The amino acid sequence rules that specify beta-sheet structure in proteins remain obscure. A subclass of beta-sheet proteins, parallel beta-helices, represent a processive folding of the chain into an elongated topologically simpler fold than globular beta-sheets. In this paper, we present a computational approach that predicts the right-handed parallel beta-helix supersecondary structural motif in primary amino acid sequences by using beta-strand interactions learned from non-beta-helix structures. A program called BETAWRAP (http://theory.lcs.mit.edu/betawrap) implements this method and recognizes each of the seven known parallel beta-helix families, when trained on the known parallel beta-helices from outside that family. BETAWRAP identifies 2,448 sequences among 595,890 screened from the National Center for Biotechnology Information (NCBI; http://www.ncbi.nlm.nih.gov/) nonredundant protein database as likely parallel beta-helices. It identifies surprisingly many bacterial and fungal protein sequences that play a role in human infectious disease; these include toxins, virulence factors, adhesins, and surface proteins of Chlamydia, Helicobacteria, Bordetella, Leishmania, Borrelia, Rickettsia, Neisseria, and Bacillus anthracis. Also unexpected was the rarity of the parallel beta-helix fold and its predicted sequences among higher eukaryotes. The computational method introduced here can be called a three-dimensional dynamic profile method because it generates interstrand pairwise correlations from a processive sequence wrap. Such methods may be applicable to recognizing other beta structures for which strand topology and profiles of residue accessibility are well conserved.

Figure 1

(A) Side view of x-ray crystal structure (1) of Pectate lyase C from Erwinia chrysanthemi, residue 102–258, generated using the molecular graphics program rasmol (29). (B) Top view of a single rung of a β-helix (residues 242–263 of A), with β-strands B1 in yellow, B2 in green, and B3 in blue, and the intervening turns T1, T2 (in red), and T3. The alternating pattern of the strands before and after T2 and the T2 turn itself are conserved across the superfamily (3, 8).

Figure 2

Histogram of the protein Z-scores as computed by betawrap.
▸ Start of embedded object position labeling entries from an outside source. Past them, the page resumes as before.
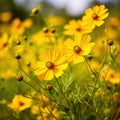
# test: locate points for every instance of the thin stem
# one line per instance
(63, 94)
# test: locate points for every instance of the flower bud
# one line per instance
(110, 42)
(45, 30)
(49, 87)
(53, 31)
(18, 57)
(18, 42)
(35, 11)
(20, 77)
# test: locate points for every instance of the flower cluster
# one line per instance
(60, 74)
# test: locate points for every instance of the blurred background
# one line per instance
(69, 8)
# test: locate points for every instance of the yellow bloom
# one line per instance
(20, 103)
(49, 114)
(111, 75)
(5, 16)
(50, 65)
(76, 27)
(95, 16)
(76, 50)
(55, 20)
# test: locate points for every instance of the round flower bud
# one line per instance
(45, 30)
(18, 42)
(49, 87)
(110, 42)
(18, 57)
(35, 11)
(20, 77)
(53, 30)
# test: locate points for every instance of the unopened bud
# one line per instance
(20, 77)
(45, 30)
(35, 11)
(49, 87)
(18, 57)
(110, 42)
(18, 42)
(25, 38)
(53, 31)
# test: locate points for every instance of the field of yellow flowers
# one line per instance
(62, 70)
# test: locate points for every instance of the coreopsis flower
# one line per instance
(76, 27)
(110, 75)
(20, 103)
(76, 50)
(5, 16)
(95, 17)
(50, 66)
(49, 114)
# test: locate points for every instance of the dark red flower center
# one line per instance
(77, 49)
(95, 16)
(49, 65)
(21, 103)
(78, 29)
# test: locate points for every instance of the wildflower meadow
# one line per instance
(60, 69)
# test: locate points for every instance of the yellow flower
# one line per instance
(76, 50)
(50, 65)
(94, 17)
(111, 75)
(55, 20)
(20, 103)
(76, 27)
(5, 16)
(49, 114)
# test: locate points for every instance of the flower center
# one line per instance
(21, 103)
(49, 65)
(94, 16)
(78, 29)
(77, 49)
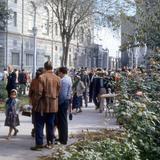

The β-helix scores (12 proteins) were superimposed on the scores of the PDB-minus database (1,346 proteins), with the 1,091 proteins that could not be successfully wrapped given the arbitrary score −3.5. The β-helix histogram is in blue, and PDB-minus is in green. The following lists the three top-scoring non-β-helix proteins (PDB name, betawrap score, SCOP superfamily): 4SBV:A, 1.87, eight-stranded β-sandwich; 3TDT, 1.84, left-handed parallel β-helix; 1B35C, 1.83, eight-stranded β-sandwich.